The NCAA held a rules committee conference call with reporters on Friday about a group of new rule changes, and among them is one that quite literally amounts to nothing. Starting next season, players will be allowed to wear the No. 0 on their jersey, in an effort to cut down on teams having numerous players with single-digit numbers. The rule still needs to clear one more hurdle before it is fully approved. 

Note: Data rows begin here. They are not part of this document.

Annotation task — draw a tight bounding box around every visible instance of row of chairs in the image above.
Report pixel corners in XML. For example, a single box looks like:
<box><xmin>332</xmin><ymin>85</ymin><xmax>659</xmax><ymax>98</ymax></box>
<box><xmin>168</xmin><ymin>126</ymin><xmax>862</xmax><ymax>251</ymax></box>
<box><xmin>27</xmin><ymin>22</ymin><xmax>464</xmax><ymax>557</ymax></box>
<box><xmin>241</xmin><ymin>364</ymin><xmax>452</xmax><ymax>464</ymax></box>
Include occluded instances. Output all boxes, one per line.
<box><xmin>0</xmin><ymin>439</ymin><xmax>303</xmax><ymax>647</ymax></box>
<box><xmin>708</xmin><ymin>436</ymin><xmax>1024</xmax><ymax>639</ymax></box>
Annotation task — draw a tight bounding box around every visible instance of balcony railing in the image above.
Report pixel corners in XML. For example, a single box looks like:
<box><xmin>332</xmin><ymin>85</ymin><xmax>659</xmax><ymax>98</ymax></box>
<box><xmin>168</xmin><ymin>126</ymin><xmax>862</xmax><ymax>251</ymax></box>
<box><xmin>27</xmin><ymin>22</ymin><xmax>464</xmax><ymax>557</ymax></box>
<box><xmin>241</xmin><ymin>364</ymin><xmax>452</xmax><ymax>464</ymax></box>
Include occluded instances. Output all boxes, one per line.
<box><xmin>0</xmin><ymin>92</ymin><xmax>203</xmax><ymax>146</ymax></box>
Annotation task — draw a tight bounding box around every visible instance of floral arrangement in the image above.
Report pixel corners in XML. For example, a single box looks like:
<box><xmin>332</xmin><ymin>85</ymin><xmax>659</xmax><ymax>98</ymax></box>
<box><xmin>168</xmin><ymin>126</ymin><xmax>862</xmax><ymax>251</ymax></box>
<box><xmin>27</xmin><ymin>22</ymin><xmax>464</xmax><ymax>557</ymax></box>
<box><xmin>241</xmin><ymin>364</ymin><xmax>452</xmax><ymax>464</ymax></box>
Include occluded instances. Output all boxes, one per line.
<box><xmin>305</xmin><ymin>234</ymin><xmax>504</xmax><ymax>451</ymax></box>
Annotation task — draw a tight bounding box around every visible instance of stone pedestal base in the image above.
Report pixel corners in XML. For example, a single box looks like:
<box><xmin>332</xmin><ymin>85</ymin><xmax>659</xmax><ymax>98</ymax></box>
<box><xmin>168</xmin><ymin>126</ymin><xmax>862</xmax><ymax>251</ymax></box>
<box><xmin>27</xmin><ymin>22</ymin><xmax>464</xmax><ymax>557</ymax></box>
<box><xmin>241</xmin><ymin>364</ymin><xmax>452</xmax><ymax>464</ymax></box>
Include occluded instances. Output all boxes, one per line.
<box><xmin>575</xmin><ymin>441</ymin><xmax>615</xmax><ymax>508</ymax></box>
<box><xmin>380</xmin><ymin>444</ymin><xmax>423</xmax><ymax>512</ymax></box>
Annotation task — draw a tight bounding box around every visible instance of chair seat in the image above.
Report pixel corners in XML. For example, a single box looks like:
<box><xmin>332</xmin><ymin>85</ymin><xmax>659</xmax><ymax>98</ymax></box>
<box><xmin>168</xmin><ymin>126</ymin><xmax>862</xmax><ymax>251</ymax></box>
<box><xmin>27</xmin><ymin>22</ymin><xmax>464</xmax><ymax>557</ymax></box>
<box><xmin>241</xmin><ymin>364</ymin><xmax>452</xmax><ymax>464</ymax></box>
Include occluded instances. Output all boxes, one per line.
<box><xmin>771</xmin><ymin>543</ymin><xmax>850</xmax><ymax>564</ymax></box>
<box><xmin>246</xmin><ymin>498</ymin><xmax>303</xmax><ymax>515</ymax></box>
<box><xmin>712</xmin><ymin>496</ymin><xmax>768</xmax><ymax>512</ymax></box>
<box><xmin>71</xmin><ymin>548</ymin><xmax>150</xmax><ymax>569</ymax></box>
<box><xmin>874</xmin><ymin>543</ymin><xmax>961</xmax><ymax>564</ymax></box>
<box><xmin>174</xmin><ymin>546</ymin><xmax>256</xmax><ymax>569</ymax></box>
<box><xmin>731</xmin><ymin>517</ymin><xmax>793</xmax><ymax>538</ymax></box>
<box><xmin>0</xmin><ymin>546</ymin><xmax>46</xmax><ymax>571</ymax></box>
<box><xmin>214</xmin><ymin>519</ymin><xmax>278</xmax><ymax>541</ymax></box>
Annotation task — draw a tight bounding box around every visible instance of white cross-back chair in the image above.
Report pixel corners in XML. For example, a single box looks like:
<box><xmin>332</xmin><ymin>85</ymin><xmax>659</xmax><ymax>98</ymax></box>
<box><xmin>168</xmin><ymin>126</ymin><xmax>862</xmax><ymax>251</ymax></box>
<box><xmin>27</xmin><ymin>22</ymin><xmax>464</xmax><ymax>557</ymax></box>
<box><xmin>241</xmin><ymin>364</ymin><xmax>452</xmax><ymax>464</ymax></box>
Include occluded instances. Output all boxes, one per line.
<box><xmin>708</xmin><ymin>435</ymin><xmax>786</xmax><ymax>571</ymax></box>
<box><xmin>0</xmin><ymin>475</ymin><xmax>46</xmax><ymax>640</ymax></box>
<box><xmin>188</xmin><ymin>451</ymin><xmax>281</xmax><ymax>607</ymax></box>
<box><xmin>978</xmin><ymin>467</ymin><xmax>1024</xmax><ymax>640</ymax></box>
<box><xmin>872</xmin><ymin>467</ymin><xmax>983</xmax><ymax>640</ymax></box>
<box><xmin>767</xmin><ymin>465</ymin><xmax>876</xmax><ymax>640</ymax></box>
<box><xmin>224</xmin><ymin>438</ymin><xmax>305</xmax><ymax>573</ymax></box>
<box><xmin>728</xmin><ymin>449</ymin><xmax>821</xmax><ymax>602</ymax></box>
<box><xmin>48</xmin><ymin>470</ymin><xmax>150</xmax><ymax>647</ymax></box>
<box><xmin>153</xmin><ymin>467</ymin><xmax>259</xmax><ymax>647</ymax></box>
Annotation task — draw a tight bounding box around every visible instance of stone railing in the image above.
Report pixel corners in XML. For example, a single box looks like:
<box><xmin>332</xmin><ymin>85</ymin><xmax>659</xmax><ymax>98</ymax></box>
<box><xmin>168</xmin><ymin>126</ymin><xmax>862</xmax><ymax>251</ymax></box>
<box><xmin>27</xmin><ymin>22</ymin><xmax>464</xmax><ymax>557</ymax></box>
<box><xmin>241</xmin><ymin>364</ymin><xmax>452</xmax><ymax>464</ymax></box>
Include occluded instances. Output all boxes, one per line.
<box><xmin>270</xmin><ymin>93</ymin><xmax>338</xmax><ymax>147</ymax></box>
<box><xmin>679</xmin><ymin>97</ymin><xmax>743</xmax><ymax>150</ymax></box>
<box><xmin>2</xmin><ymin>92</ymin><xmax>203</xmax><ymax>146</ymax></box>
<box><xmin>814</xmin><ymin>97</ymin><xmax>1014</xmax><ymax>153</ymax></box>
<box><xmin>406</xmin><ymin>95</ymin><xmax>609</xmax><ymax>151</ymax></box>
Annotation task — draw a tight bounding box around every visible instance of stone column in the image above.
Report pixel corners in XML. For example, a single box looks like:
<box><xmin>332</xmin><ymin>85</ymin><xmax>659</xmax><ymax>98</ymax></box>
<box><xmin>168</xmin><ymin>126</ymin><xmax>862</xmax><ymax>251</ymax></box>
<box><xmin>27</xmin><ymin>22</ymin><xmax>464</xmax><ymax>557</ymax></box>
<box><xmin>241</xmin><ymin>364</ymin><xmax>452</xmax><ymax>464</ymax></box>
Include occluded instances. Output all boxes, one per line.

Of course, the NCAA didn't just have a bunch of media members on a large conference call to talk about aesthetic changes to jerseys. There were other notable new rules and enforcements discussed as well. Here are some of the things that were discussed:

  • Officials will get two minutes to review a play. If a review takes longer than that, the call will stand.
  • Players must be accompanied by coaches during warmups, and the jurisdiction of officials will be moved to 90 minutes before kickoff, back from 60, to prevent pregame skirmishes.
  • The post-targeting "walk of shame" has been eliminated. Players ejected for that penalty can stay on the sideline.
  • A call to teams and players to stop faking injuries

Back to No. 0 now being allowed, though. In addition to giving teams another jersey number to use, it also inadvertently creates a wonderful collection of possibilities for celebrations and trash-talking from players. Think about it: a cornerback wearing that number could use it to represent the number of yards a quarterback, or receiver, will get if the ball is thrown his way. A receiver could wear it to represent how many people can guard him, a nose tackle could wear it to signal how many runs are getting past him, and a punter could even wear it without any real reason because it'd be one of the few things that could make a punter actually look tough on the football field.

It'll be great when some of these rules collide next season. Imagine the scene when No. 0 on defense flops on one play and gets targeting called against him on the next.